On the other hand there is Es’raa, my mentor at University of Jordan, a shy and intelligent girl. Es’raa wears the hijab because she honors the traditions of Islam. She is studying physics and is on scholarship to the university. Es’raa’s identity is not only visible through wearing the hijab, but also speaking Arabic.
Unfortunately—as a first timer to Jordan—it is difficult for me to blend in. The only thing I have going for me is that I can pass for an Arab woman, but then once I start haggling with someone at the market or trying not to get ripped off by a taxi driver, it becomes obvious I am not from here. Interacting with strangers—especially men—is more difficult as I often feel like I am being taken advantage of.
Even at the University of Jordan I feel out of place. Walking through campus to the bookstore the other day, I was swarmed by a sea of brightly colored hijabs and I was the only girl without my head covered walking out of campus. Granted there are others like me around, but to know that I am a minority makes me realize how girls wearing hijabs at my home university can feel alienated by simply not dressing the same way.
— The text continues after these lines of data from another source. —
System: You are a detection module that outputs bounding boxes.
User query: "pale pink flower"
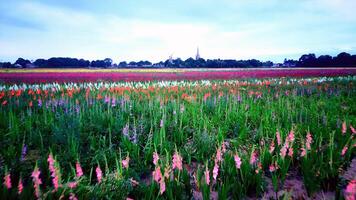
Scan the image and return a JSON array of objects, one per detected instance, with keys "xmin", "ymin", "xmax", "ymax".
[
  {"xmin": 204, "ymin": 166, "xmax": 210, "ymax": 185},
  {"xmin": 341, "ymin": 145, "xmax": 349, "ymax": 156},
  {"xmin": 4, "ymin": 173, "xmax": 11, "ymax": 189},
  {"xmin": 345, "ymin": 180, "xmax": 356, "ymax": 200},
  {"xmin": 250, "ymin": 151, "xmax": 257, "ymax": 165},
  {"xmin": 152, "ymin": 166, "xmax": 162, "ymax": 183},
  {"xmin": 269, "ymin": 141, "xmax": 275, "ymax": 154},
  {"xmin": 279, "ymin": 145, "xmax": 287, "ymax": 158},
  {"xmin": 305, "ymin": 132, "xmax": 313, "ymax": 150},
  {"xmin": 121, "ymin": 156, "xmax": 130, "ymax": 169},
  {"xmin": 68, "ymin": 181, "xmax": 78, "ymax": 189},
  {"xmin": 234, "ymin": 153, "xmax": 242, "ymax": 169},
  {"xmin": 288, "ymin": 147, "xmax": 294, "ymax": 158},
  {"xmin": 269, "ymin": 164, "xmax": 276, "ymax": 172},
  {"xmin": 276, "ymin": 131, "xmax": 282, "ymax": 146},
  {"xmin": 75, "ymin": 162, "xmax": 83, "ymax": 178},
  {"xmin": 17, "ymin": 178, "xmax": 23, "ymax": 194},
  {"xmin": 221, "ymin": 142, "xmax": 226, "ymax": 153},
  {"xmin": 172, "ymin": 152, "xmax": 183, "ymax": 170},
  {"xmin": 69, "ymin": 193, "xmax": 78, "ymax": 200},
  {"xmin": 159, "ymin": 177, "xmax": 166, "ymax": 195},
  {"xmin": 95, "ymin": 165, "xmax": 103, "ymax": 183},
  {"xmin": 288, "ymin": 129, "xmax": 295, "ymax": 143},
  {"xmin": 300, "ymin": 147, "xmax": 307, "ymax": 157},
  {"xmin": 31, "ymin": 166, "xmax": 42, "ymax": 198},
  {"xmin": 213, "ymin": 162, "xmax": 219, "ymax": 180},
  {"xmin": 215, "ymin": 147, "xmax": 222, "ymax": 162},
  {"xmin": 350, "ymin": 124, "xmax": 356, "ymax": 134},
  {"xmin": 164, "ymin": 165, "xmax": 171, "ymax": 179},
  {"xmin": 341, "ymin": 121, "xmax": 347, "ymax": 134},
  {"xmin": 47, "ymin": 154, "xmax": 56, "ymax": 177},
  {"xmin": 153, "ymin": 152, "xmax": 159, "ymax": 165}
]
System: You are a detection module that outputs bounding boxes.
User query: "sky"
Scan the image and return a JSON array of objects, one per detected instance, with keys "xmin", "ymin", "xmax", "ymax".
[{"xmin": 0, "ymin": 0, "xmax": 356, "ymax": 62}]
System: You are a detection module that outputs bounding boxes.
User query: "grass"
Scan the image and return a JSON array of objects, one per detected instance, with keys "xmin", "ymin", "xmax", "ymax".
[{"xmin": 0, "ymin": 77, "xmax": 356, "ymax": 199}]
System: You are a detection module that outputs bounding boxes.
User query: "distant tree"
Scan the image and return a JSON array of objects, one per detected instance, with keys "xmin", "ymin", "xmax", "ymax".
[
  {"xmin": 297, "ymin": 53, "xmax": 317, "ymax": 67},
  {"xmin": 119, "ymin": 61, "xmax": 127, "ymax": 67},
  {"xmin": 14, "ymin": 58, "xmax": 31, "ymax": 67},
  {"xmin": 0, "ymin": 62, "xmax": 12, "ymax": 68}
]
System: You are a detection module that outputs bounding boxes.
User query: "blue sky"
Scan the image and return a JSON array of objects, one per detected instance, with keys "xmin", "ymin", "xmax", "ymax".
[{"xmin": 0, "ymin": 0, "xmax": 356, "ymax": 62}]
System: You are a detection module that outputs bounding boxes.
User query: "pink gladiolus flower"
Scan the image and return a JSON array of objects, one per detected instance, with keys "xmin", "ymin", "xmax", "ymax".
[
  {"xmin": 215, "ymin": 147, "xmax": 222, "ymax": 162},
  {"xmin": 4, "ymin": 173, "xmax": 11, "ymax": 189},
  {"xmin": 305, "ymin": 132, "xmax": 313, "ymax": 150},
  {"xmin": 75, "ymin": 162, "xmax": 83, "ymax": 178},
  {"xmin": 269, "ymin": 141, "xmax": 275, "ymax": 154},
  {"xmin": 279, "ymin": 146, "xmax": 287, "ymax": 158},
  {"xmin": 213, "ymin": 162, "xmax": 219, "ymax": 180},
  {"xmin": 341, "ymin": 121, "xmax": 347, "ymax": 134},
  {"xmin": 159, "ymin": 177, "xmax": 166, "ymax": 195},
  {"xmin": 31, "ymin": 166, "xmax": 42, "ymax": 198},
  {"xmin": 47, "ymin": 154, "xmax": 56, "ymax": 177},
  {"xmin": 121, "ymin": 156, "xmax": 130, "ymax": 169},
  {"xmin": 345, "ymin": 180, "xmax": 356, "ymax": 200},
  {"xmin": 250, "ymin": 151, "xmax": 257, "ymax": 165},
  {"xmin": 204, "ymin": 166, "xmax": 210, "ymax": 185},
  {"xmin": 152, "ymin": 167, "xmax": 162, "ymax": 183},
  {"xmin": 17, "ymin": 178, "xmax": 23, "ymax": 194},
  {"xmin": 153, "ymin": 152, "xmax": 159, "ymax": 166},
  {"xmin": 95, "ymin": 165, "xmax": 103, "ymax": 183},
  {"xmin": 69, "ymin": 193, "xmax": 78, "ymax": 200},
  {"xmin": 269, "ymin": 164, "xmax": 276, "ymax": 172},
  {"xmin": 350, "ymin": 125, "xmax": 356, "ymax": 134},
  {"xmin": 341, "ymin": 145, "xmax": 349, "ymax": 156},
  {"xmin": 172, "ymin": 152, "xmax": 183, "ymax": 170},
  {"xmin": 288, "ymin": 129, "xmax": 295, "ymax": 142},
  {"xmin": 276, "ymin": 131, "xmax": 282, "ymax": 146},
  {"xmin": 300, "ymin": 147, "xmax": 307, "ymax": 157},
  {"xmin": 288, "ymin": 147, "xmax": 293, "ymax": 158},
  {"xmin": 68, "ymin": 181, "xmax": 78, "ymax": 189},
  {"xmin": 234, "ymin": 154, "xmax": 242, "ymax": 169}
]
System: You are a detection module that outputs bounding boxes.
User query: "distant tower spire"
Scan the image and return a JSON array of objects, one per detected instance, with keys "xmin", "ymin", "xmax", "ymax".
[{"xmin": 195, "ymin": 47, "xmax": 200, "ymax": 60}]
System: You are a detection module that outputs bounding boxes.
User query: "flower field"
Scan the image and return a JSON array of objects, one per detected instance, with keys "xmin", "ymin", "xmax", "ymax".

Another common social norm in Jordan, for local and foreign women, is a lack of chivalry in men. The culture of Jordan does not permit much woman to men interaction, and therefore it translates to men either ignoring women completely or seeing women as underneath them. I don’t mean to say they suppress women but simply, they tend to not show equal respect to women as their male counterparts. For example, walking on a sidewalk on a street with busy traffic, I am forced to walk in the street while the man passes by on the sidewalk. Another example, in a group of males and females the waiter or taxi driver will often talk to the guys instead of the girls in the group because it is not a social norm.
As a caveat for this post: This is my first week in Jordan; my opinion about the male to female interaction could be completely wrong. By the end of my time in Jordan my opinion may change based off of how well I know the language.
I also realize none of the topics have really touched on the use of social media yet, but I feel that in order to understand how social media plays a role, I must first understand the culture and the women I am trying to write about.